Ai collected the names of more than 5,000 quake victims, working to expose construction industry corruption and coverup. An outspoken dissident and critic of the Chinese authorities, he was arrested in Beijing in 2011; 81 days later, he was released but fined £1.5m for tax evasion and placed under house arrest for four years. In 2015, able to travel again, Ai moved to Germany – and has more recently relocated to the UK, and is now living in Cambridge.
Born in Beijing in 1957, Ai was only a year old when his family was sent to a rural labour camp; his father was a dissident poet. He says growing up in China provided the political spur to art. “If my art has any meaning, it is as a tool for freedom,” he told the Guardian recently.
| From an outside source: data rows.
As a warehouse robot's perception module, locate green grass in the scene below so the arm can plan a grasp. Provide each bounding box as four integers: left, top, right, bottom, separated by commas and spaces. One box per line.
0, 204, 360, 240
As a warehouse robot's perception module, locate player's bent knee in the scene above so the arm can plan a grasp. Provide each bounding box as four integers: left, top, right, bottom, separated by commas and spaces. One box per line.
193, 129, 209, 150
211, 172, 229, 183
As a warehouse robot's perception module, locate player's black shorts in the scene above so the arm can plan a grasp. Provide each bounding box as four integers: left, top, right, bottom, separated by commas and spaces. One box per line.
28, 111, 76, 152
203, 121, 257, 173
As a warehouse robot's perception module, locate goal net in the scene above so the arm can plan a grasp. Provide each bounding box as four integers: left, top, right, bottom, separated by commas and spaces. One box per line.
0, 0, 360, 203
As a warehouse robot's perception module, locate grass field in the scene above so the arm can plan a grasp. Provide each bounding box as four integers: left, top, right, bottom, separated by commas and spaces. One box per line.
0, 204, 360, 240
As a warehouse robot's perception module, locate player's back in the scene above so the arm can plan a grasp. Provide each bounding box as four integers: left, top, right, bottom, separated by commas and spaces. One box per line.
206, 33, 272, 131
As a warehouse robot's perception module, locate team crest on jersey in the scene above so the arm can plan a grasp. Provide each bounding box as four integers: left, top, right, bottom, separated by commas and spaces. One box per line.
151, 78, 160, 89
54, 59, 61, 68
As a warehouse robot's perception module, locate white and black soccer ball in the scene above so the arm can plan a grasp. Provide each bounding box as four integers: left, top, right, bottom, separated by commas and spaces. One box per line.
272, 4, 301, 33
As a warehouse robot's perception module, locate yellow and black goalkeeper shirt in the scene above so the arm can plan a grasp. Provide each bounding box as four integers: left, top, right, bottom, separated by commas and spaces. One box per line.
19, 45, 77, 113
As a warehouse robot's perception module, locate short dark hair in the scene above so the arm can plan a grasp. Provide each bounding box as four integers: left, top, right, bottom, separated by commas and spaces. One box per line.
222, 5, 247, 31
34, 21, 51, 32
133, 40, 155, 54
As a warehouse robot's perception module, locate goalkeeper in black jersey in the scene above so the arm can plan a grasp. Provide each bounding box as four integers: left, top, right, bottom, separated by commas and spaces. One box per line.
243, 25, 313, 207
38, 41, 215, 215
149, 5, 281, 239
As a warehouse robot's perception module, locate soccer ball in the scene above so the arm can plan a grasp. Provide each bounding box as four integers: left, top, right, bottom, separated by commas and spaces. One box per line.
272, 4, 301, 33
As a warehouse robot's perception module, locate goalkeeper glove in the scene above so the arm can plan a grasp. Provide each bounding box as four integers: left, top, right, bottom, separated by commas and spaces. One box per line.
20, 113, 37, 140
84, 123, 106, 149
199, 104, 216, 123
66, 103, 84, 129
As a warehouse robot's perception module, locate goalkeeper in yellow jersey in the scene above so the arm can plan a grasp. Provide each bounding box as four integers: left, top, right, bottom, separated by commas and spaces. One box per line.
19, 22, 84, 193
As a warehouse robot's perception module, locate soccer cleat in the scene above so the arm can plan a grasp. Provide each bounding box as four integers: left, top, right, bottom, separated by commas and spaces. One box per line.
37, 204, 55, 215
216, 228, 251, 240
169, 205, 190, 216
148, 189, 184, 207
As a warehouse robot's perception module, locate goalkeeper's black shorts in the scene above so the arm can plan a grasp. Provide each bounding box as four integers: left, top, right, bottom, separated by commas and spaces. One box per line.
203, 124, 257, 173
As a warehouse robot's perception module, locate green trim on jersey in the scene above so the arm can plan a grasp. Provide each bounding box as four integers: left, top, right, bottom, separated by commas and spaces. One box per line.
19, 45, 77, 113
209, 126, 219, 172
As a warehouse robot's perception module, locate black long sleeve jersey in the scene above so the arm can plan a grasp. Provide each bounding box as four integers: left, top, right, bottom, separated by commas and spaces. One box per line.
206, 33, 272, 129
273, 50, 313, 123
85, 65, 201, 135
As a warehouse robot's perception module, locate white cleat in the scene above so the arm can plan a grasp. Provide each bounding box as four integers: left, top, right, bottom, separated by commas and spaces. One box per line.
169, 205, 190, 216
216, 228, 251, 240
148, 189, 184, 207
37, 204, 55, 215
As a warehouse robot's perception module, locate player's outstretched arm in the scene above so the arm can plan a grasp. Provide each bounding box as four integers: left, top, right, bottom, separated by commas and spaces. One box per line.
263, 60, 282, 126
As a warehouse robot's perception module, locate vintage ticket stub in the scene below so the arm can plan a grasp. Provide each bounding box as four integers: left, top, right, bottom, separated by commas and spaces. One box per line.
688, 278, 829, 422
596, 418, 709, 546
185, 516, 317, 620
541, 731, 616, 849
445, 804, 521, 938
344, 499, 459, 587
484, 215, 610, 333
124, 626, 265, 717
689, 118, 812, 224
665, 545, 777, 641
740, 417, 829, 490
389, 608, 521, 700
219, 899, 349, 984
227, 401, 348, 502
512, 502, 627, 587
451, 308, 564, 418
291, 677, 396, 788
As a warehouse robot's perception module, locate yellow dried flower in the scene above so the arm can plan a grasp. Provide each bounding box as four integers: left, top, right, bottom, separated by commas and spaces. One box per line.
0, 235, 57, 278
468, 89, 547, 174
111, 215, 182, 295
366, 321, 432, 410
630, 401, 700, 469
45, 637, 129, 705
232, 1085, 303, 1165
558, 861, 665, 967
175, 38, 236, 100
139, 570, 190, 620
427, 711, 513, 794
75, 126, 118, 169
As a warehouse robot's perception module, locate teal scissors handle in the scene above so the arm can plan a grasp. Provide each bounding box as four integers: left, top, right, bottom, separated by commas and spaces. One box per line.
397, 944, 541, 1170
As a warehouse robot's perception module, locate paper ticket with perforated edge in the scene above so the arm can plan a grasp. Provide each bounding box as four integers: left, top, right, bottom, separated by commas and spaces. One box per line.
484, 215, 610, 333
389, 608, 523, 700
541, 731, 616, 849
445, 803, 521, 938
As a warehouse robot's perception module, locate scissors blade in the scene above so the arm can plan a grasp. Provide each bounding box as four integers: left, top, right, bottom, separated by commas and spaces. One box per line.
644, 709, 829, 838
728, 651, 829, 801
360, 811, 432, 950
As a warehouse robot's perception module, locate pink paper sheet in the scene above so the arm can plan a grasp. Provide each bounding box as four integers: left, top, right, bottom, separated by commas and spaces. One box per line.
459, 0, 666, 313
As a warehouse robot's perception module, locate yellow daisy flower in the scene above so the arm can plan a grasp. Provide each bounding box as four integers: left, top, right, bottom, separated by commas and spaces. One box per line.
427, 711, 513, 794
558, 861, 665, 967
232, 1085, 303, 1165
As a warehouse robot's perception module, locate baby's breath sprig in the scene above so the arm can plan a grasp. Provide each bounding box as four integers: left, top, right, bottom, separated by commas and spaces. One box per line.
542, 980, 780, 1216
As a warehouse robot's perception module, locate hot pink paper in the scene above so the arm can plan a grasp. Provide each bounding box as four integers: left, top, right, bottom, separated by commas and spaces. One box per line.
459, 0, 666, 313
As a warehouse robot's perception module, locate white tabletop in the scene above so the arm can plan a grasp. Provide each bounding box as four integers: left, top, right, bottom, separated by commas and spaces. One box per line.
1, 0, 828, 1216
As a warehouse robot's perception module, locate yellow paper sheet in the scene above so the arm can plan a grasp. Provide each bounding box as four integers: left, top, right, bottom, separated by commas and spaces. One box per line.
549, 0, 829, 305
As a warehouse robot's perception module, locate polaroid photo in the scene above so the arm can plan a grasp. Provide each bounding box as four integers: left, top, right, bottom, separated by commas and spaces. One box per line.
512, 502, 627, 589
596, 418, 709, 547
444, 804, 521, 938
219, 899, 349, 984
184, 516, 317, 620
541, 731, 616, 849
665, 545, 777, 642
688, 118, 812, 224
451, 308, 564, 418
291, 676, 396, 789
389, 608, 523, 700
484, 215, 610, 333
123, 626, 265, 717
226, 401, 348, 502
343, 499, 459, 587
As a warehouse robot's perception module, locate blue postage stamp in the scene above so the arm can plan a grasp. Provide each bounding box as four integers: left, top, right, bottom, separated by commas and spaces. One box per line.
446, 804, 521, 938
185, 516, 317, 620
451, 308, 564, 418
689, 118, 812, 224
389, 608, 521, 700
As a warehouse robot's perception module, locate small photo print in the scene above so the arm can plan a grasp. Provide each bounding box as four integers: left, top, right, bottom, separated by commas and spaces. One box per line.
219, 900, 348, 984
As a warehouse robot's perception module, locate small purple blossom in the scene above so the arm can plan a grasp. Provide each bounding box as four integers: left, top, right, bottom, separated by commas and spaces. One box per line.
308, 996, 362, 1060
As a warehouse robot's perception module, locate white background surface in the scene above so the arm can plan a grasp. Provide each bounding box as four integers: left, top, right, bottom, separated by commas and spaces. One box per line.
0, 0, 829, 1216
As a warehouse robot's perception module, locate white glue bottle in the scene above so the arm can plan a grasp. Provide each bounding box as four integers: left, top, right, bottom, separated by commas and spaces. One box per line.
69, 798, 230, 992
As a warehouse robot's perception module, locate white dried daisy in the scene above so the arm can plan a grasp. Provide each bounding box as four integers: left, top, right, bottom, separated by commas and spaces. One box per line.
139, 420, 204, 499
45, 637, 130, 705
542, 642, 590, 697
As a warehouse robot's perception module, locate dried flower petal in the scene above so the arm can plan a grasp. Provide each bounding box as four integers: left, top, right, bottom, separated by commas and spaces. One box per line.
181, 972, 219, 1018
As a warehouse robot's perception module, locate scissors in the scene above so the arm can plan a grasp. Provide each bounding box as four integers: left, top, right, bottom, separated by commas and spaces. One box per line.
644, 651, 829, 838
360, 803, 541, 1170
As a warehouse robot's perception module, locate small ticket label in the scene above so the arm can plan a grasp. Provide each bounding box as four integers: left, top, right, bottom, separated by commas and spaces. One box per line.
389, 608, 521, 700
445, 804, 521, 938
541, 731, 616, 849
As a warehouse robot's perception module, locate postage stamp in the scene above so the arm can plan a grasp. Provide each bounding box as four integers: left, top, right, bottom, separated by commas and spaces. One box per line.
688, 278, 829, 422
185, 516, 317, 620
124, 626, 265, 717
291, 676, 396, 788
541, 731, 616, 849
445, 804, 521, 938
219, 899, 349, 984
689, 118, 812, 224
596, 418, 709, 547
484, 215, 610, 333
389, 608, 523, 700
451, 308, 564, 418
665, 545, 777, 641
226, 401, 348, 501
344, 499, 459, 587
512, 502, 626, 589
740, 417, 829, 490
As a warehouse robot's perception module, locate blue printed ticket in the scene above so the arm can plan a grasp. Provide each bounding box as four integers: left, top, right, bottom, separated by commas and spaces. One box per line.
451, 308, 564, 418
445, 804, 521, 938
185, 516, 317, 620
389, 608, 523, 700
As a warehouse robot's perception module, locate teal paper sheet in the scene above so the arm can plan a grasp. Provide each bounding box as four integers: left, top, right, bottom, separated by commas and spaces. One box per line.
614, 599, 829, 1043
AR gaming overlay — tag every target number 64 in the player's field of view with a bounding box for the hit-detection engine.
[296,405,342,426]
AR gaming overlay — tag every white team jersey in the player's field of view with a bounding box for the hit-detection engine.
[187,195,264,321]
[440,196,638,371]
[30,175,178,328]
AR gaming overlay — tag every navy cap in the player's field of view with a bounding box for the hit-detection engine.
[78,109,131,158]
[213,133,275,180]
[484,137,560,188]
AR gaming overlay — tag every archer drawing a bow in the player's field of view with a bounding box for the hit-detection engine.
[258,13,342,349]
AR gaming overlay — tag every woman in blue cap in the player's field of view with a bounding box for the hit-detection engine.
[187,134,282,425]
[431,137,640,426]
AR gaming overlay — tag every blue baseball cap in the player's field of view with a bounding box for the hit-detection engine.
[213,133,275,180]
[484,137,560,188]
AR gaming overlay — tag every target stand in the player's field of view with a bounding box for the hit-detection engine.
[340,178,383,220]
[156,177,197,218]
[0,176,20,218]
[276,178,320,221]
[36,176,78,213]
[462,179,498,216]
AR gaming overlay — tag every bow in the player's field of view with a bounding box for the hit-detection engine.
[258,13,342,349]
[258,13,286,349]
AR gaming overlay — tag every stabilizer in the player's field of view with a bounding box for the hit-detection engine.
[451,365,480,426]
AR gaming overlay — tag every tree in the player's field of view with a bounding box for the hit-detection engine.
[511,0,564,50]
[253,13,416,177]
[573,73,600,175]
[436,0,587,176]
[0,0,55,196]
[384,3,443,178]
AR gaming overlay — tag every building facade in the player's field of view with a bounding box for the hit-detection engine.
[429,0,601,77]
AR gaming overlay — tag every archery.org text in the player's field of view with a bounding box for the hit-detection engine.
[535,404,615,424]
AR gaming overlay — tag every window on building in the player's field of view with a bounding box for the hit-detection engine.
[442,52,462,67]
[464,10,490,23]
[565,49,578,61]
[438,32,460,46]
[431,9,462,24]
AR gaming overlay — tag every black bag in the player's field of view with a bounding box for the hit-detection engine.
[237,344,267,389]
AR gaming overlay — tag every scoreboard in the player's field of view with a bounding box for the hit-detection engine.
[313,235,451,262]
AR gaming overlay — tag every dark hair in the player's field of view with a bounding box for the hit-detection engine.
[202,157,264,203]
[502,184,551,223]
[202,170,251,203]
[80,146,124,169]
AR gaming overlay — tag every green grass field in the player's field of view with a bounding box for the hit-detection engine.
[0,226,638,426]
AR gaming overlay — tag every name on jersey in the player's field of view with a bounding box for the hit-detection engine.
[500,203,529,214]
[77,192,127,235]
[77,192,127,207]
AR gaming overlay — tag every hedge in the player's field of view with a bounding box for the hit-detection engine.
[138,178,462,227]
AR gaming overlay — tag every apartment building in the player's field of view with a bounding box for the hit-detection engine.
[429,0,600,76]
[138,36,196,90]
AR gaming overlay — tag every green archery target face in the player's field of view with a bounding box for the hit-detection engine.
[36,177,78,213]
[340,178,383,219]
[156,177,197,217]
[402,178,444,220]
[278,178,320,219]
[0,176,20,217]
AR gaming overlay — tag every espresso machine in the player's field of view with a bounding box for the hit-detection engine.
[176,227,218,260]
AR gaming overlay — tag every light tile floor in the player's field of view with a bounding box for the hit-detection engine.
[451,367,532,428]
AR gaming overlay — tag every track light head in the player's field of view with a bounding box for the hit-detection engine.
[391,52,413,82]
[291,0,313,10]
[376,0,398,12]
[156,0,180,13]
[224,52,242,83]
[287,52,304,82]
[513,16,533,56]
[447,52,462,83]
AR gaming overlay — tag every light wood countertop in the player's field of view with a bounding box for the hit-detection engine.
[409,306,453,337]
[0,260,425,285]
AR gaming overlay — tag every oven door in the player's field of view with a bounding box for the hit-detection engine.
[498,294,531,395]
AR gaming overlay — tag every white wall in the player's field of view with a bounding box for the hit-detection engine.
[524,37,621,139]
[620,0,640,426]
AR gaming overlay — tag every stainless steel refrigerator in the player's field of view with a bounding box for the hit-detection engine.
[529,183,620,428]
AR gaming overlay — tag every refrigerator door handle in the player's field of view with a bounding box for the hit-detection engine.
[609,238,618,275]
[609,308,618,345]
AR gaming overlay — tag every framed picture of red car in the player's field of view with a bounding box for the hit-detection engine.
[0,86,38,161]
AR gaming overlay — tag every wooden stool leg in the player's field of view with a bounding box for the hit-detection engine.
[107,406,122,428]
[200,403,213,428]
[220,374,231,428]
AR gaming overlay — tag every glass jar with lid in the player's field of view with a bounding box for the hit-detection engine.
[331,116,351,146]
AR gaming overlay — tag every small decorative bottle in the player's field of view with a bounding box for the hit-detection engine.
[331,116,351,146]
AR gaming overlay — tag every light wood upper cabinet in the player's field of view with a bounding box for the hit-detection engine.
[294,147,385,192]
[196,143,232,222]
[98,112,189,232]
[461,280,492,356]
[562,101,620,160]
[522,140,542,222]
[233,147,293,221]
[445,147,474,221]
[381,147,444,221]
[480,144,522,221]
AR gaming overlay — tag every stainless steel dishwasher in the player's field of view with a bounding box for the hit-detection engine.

This spring, Ai’s latest work, History of Bombs will be at London’s Imperial War Museum – he will be the first artist to ever take over the entire atrium, with a site-specific work that explores international migration and the relationship between the individual, society and the state.
Next month we will publish an interview with Ai in which readers ask the questions. Submit your question in the form below, in the comments section, email us at review@ observer.co.uk or tweet @ObsNewReview by noon, Thursday 6 February.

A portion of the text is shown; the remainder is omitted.